Shit, he hadn’t meant to make her cry. He didn’t need any further complications at the moment, yet he couldn’t very well walk away from a woman in so much pain.

“You’re beautiful, Nik. And not just on the outside. Don’t you believe that?”

Another teardrop landed beside the first. Her sniff was scarcely audible, as if she’d learned long ago how to cry in silence.

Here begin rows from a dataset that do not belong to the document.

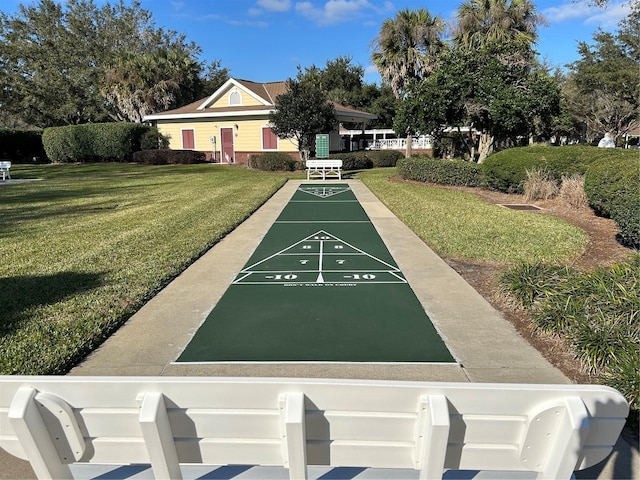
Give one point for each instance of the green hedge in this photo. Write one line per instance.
(506, 170)
(612, 186)
(445, 172)
(21, 146)
(169, 157)
(96, 142)
(274, 162)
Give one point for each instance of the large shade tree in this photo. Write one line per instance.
(603, 87)
(302, 112)
(78, 62)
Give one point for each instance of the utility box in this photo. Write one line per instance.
(322, 145)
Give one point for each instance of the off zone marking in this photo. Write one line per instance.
(320, 258)
(322, 191)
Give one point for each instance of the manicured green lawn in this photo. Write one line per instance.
(84, 247)
(87, 245)
(461, 225)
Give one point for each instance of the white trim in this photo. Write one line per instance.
(262, 140)
(233, 145)
(189, 116)
(232, 94)
(182, 130)
(224, 88)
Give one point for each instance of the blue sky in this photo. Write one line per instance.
(265, 40)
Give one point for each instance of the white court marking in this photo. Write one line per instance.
(320, 258)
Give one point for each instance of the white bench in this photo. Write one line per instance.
(170, 422)
(5, 167)
(325, 168)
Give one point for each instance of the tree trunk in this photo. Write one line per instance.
(485, 147)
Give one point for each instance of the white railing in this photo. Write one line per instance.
(422, 142)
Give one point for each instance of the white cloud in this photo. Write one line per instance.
(338, 11)
(275, 5)
(608, 16)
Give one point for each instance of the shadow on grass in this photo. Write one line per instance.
(21, 293)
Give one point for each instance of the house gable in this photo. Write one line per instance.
(237, 93)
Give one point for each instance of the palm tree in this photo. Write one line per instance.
(407, 46)
(406, 49)
(486, 23)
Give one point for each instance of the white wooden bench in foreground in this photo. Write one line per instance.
(169, 422)
(324, 168)
(5, 169)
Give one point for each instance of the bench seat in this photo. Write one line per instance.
(5, 169)
(543, 431)
(324, 169)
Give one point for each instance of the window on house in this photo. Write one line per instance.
(235, 98)
(269, 139)
(188, 139)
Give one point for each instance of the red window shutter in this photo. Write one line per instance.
(188, 141)
(269, 139)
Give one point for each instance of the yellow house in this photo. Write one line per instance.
(233, 123)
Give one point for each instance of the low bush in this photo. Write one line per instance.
(506, 171)
(354, 160)
(169, 157)
(611, 185)
(444, 172)
(273, 162)
(21, 146)
(595, 312)
(96, 142)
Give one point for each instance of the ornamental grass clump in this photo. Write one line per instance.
(572, 191)
(596, 313)
(540, 185)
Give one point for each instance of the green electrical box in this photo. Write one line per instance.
(322, 145)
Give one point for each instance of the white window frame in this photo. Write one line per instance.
(182, 130)
(263, 128)
(233, 95)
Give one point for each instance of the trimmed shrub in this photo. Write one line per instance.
(96, 142)
(506, 171)
(21, 146)
(273, 162)
(611, 186)
(354, 160)
(444, 172)
(169, 157)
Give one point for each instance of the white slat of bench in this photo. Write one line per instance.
(324, 168)
(421, 426)
(5, 169)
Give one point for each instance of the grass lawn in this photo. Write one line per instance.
(461, 225)
(84, 247)
(87, 245)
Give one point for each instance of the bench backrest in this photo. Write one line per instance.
(165, 421)
(328, 163)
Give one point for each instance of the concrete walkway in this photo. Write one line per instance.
(487, 347)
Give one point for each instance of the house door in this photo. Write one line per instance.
(226, 134)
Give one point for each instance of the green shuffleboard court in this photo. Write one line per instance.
(320, 287)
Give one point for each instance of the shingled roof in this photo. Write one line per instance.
(268, 92)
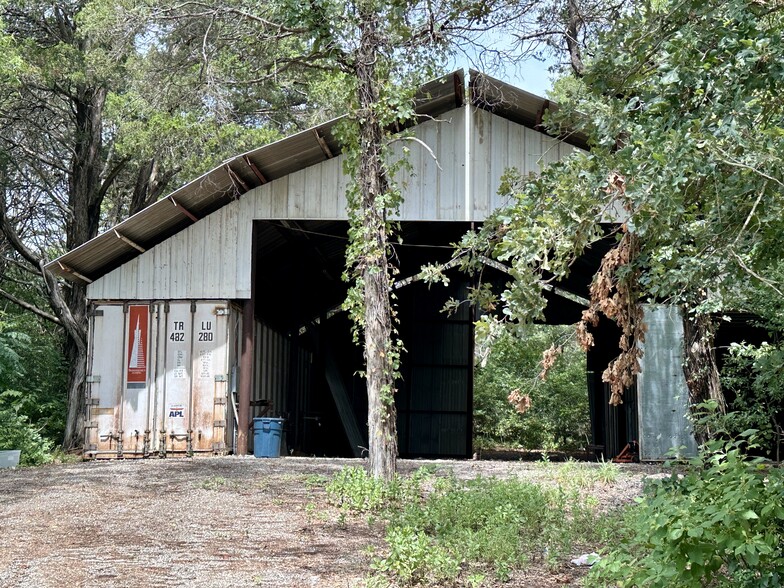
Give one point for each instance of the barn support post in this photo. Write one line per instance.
(246, 377)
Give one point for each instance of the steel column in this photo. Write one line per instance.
(246, 377)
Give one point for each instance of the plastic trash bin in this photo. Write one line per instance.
(267, 435)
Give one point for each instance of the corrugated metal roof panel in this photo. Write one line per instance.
(515, 104)
(242, 173)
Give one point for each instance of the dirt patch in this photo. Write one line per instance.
(213, 522)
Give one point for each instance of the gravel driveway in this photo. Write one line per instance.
(206, 522)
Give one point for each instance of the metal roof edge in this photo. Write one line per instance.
(516, 105)
(244, 172)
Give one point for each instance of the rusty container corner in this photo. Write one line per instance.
(157, 382)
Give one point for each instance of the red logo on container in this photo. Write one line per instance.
(138, 322)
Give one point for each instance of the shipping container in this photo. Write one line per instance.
(158, 379)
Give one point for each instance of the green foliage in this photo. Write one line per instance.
(576, 475)
(416, 559)
(32, 394)
(16, 432)
(681, 108)
(354, 490)
(753, 377)
(720, 523)
(444, 531)
(558, 417)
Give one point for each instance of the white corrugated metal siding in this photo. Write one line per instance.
(212, 258)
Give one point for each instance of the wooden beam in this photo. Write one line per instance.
(184, 210)
(235, 179)
(246, 376)
(125, 239)
(457, 82)
(323, 144)
(72, 271)
(255, 170)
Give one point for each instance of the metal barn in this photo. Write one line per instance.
(219, 302)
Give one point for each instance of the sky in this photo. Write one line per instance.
(531, 75)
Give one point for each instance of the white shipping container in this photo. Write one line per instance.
(157, 379)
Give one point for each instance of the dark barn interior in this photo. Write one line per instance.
(308, 367)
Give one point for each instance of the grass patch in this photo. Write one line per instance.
(443, 531)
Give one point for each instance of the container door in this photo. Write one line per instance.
(135, 404)
(210, 375)
(175, 394)
(105, 381)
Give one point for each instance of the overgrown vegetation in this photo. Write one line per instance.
(557, 416)
(32, 389)
(443, 531)
(718, 523)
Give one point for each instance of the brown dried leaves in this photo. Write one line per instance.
(615, 294)
(521, 402)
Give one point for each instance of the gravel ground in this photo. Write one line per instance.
(214, 522)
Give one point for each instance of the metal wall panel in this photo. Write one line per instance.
(212, 258)
(135, 397)
(104, 387)
(176, 389)
(498, 144)
(662, 394)
(210, 378)
(158, 379)
(271, 371)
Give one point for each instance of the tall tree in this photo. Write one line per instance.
(76, 108)
(681, 107)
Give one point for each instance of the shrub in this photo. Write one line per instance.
(558, 417)
(720, 523)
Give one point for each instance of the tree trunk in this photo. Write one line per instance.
(84, 198)
(699, 367)
(372, 180)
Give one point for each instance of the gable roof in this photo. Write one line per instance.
(235, 176)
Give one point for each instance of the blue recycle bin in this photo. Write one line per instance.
(267, 435)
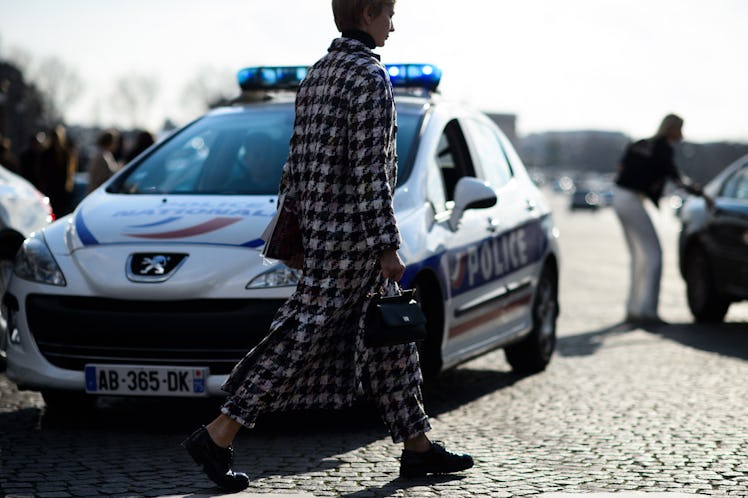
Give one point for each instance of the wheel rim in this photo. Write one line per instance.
(698, 282)
(545, 314)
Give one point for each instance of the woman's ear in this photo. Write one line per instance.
(367, 16)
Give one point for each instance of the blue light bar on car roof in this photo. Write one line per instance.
(271, 78)
(426, 76)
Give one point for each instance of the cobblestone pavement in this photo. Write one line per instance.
(618, 409)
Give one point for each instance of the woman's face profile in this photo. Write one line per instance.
(380, 26)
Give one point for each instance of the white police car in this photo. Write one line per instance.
(155, 285)
(23, 209)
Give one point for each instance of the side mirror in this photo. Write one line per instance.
(471, 193)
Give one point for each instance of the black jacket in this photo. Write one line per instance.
(645, 167)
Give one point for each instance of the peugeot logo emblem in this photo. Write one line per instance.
(153, 267)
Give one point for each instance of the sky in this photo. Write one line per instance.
(614, 65)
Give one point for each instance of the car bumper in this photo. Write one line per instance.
(64, 334)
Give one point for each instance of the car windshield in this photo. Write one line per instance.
(234, 154)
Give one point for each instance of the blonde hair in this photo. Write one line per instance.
(669, 123)
(349, 13)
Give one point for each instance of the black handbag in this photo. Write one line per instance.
(282, 236)
(394, 319)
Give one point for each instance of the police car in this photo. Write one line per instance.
(156, 285)
(23, 209)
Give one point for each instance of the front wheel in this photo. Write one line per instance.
(706, 304)
(534, 352)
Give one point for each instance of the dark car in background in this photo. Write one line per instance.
(714, 244)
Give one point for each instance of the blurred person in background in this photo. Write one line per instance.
(102, 164)
(313, 356)
(57, 175)
(644, 169)
(31, 158)
(143, 140)
(7, 158)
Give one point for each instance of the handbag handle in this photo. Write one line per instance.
(398, 291)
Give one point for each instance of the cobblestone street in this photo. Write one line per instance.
(660, 410)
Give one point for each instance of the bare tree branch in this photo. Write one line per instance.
(133, 97)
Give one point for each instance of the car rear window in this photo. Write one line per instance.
(233, 154)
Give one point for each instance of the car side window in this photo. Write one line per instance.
(491, 155)
(737, 186)
(453, 159)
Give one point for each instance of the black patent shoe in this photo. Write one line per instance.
(216, 461)
(437, 460)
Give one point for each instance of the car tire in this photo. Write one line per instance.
(707, 305)
(429, 351)
(533, 353)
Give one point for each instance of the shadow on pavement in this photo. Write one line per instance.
(728, 339)
(393, 487)
(587, 343)
(131, 446)
(460, 386)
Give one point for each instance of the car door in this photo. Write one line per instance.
(513, 227)
(728, 233)
(466, 262)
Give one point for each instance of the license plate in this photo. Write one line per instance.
(143, 380)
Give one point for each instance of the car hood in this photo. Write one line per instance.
(105, 219)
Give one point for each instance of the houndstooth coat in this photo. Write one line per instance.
(342, 168)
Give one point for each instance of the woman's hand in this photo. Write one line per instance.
(296, 262)
(392, 266)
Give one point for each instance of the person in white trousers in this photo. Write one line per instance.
(645, 167)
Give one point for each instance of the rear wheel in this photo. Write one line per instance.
(706, 304)
(533, 353)
(429, 351)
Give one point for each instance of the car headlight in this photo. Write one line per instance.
(34, 262)
(278, 276)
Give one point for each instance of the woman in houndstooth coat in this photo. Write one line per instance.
(342, 170)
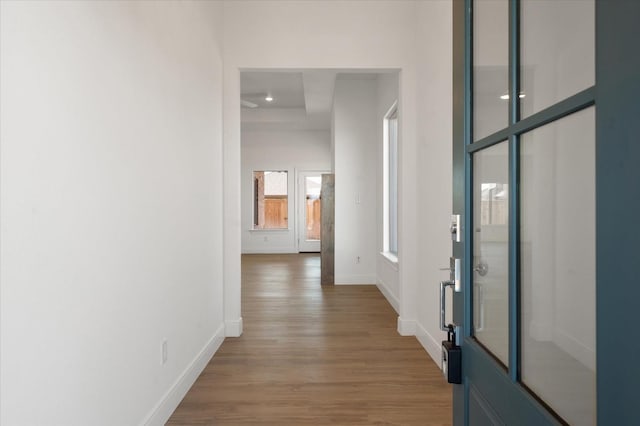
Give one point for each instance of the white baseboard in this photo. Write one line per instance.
(430, 344)
(270, 250)
(170, 401)
(393, 300)
(355, 280)
(575, 348)
(406, 327)
(233, 328)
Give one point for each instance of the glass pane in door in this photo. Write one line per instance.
(490, 67)
(557, 244)
(558, 51)
(490, 249)
(312, 207)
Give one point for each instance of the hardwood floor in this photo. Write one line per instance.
(313, 355)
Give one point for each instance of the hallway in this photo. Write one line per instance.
(315, 355)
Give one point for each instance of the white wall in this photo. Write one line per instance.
(288, 150)
(110, 208)
(319, 34)
(386, 270)
(355, 137)
(434, 132)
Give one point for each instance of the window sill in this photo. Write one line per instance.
(391, 259)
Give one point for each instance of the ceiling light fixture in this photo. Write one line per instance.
(505, 97)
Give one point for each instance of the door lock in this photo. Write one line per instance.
(455, 228)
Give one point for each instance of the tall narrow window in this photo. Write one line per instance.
(271, 206)
(390, 193)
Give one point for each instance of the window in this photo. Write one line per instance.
(270, 202)
(390, 191)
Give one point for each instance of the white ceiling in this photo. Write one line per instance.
(302, 100)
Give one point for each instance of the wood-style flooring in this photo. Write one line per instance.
(314, 355)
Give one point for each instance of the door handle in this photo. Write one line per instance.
(443, 304)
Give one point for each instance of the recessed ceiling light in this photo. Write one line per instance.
(505, 97)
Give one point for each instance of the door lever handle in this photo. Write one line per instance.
(481, 268)
(443, 304)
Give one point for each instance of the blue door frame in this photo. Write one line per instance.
(616, 95)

He reached to tuck her hair behind her ear so he could see her face, and her tears didn’t bother him half as much as the bruise on her cheek did. His fingertips hovered over the mark, but he didn’t touch her. He had no business touching her. He dropped his hand and clenched it into a fist on his knee. How could he reach this woman? He knew what it was like to be a bullet train on a collision course with a reinforced brick wall. And yes, he’d often thought that everyone would be better off if they let him run headlong into it. Jacob had tried to stop the inevitable crash, but he hadn’t been able to reach Adam. Only Madison had gotten through to him. What had she done that was so different from what Jacob had done? He thought back to their early sessions, when he’d been too angry with the world to even answer her questions, and then to the session when he’d finally opened up. What had she done differently?